With a trembling hand, he activated the ship's cloaking and defense systems. A shimmering barrier of blended magic and alien technology rippled into existence around the mountain, masking its energy signature from the world.
"I need time," the Mandarin muttered, sinking into a meditative state. "I will heal. I will find him. And when I do, I won't talk. I'll just erase him from existence. I'll remember that face... Huang Wen..."
Back on the surface, Huang Wen suddenly stopped mid-air.
[Ding! Mission: 'Sir, Times Have Changed' - Part 1: Defeat the Mandarin, has been marked as Completed.] [Status: The target has successfully retreated and is now outside the active mission zone.] [Reward Issued: One Legendary Skill Draw.]
Huang Wen let out a long, heavy sigh that turned into a cloud of steam in the cold air.
"What is it?" Belle asked, hovering next to him.
"He's gone," Huang Wen said, his shoulders slumping with a mix of relief and intense regret. "I can feel it. The 'connection' is severed. He's hidden himself behind something even my system can't track right now."
He looked at the sky, feeling a bitter taste in his mouth. To anyone else, a 'Legendary Skill' was the prize of a lifetime. It was the peak of power. But in the world of the System, there was a hierarchy.

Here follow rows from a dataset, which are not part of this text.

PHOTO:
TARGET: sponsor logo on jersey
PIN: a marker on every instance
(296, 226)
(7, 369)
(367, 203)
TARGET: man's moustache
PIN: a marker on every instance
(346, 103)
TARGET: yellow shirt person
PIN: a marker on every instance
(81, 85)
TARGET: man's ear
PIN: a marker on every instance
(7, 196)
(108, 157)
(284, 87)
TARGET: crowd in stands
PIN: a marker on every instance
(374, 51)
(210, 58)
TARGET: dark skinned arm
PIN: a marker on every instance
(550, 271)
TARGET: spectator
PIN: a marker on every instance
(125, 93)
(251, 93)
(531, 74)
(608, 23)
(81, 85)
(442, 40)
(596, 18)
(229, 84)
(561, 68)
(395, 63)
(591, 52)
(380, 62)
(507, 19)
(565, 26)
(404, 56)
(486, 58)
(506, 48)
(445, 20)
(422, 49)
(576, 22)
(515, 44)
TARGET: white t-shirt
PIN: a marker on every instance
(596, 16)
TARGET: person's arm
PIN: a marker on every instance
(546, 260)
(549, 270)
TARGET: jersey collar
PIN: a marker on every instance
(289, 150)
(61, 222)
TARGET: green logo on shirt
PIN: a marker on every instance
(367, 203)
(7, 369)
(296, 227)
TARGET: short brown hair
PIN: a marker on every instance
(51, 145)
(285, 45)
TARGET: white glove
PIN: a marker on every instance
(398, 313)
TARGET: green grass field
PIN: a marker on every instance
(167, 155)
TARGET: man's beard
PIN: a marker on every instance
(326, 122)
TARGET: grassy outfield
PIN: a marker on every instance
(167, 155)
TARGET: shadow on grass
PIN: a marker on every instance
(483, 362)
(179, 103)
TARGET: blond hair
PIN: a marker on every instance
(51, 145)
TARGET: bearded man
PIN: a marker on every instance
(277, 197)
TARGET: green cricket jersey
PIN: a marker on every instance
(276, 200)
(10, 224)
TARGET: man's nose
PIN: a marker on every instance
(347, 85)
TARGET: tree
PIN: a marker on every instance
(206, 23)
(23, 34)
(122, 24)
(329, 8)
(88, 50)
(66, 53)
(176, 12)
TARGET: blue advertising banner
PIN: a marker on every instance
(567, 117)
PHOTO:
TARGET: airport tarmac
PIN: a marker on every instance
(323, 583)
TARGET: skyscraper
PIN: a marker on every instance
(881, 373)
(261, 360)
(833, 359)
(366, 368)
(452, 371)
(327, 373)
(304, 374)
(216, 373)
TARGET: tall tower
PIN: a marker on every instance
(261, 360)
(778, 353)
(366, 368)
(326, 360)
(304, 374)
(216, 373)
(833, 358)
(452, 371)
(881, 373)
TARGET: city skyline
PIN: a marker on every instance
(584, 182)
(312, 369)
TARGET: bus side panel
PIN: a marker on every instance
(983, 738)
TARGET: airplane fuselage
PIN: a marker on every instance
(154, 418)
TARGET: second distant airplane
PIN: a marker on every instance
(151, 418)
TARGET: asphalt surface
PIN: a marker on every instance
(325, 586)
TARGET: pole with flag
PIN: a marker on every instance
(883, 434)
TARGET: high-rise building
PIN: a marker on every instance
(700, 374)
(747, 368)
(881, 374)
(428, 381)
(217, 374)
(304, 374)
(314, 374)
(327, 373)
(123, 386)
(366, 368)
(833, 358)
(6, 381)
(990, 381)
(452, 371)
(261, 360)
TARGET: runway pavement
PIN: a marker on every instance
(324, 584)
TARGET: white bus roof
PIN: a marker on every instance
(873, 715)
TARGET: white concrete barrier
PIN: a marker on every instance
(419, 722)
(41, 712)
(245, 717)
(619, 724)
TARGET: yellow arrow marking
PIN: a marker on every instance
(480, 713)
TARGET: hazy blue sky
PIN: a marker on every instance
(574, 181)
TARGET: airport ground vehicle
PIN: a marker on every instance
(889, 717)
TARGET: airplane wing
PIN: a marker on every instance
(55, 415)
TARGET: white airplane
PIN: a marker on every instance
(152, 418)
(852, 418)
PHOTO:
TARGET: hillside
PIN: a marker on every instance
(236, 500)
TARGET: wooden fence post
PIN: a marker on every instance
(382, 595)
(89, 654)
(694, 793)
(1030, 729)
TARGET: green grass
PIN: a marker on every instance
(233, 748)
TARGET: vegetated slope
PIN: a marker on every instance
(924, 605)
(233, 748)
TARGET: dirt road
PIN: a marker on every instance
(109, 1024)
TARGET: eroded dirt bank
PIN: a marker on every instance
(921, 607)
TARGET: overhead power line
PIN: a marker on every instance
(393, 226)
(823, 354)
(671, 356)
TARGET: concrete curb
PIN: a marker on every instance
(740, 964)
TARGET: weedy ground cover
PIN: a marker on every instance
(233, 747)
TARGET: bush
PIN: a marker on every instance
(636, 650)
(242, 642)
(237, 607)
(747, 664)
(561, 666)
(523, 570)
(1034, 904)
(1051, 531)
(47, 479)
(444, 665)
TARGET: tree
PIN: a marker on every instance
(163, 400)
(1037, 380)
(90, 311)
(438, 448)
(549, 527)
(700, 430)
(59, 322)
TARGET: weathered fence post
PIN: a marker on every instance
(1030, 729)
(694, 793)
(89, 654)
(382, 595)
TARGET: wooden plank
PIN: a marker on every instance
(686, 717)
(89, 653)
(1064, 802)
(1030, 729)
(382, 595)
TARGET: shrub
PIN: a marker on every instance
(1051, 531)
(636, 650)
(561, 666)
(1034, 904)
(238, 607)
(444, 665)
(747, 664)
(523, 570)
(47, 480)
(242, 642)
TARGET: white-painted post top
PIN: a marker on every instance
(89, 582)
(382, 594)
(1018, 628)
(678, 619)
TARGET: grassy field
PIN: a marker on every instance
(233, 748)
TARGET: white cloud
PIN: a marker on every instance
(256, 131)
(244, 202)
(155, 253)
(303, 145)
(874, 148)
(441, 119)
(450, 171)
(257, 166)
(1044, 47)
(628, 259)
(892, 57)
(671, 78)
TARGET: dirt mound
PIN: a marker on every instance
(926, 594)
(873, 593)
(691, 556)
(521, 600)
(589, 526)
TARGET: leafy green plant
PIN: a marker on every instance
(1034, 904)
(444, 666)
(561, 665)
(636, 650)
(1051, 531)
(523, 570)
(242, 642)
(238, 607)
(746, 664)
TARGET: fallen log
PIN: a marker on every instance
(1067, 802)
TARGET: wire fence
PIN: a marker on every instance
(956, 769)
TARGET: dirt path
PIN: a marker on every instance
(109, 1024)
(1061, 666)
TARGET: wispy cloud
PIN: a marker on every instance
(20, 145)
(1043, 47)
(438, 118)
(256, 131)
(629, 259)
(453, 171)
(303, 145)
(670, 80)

A legendary skill was a tool. A legendary character was an upgrade. It was a fundamental shift in his potential. It was the difference between learning a great move and becoming the man who invented the move.
"No comparison, no harm," Huang Wen muttered to himself, shaking his head. "I was staring at a gold mine and I walked away with a silver bar. Damn that old man and his teleportation beam."
"Hey," Belle said, gently bumping her shoulder against his. "You beat him. You broke the 'God' of the Ten Rings and sent him crying back to his cave. That's not a loss."
Huang Wen looked at the ring in his hand and then at Belle. He managed a small, wry smile. "You're right. Besides... I still get a prize. Let's see what the system thinks is 'Legendary' enough to compensate me for my missed character."
As they turned to head back toward civilization, Huang Wen opened the system interface. The golden light of the legendary draw began to swirl, and for a moment, the disappointment faded, replaced by the electric thrill of the unknown.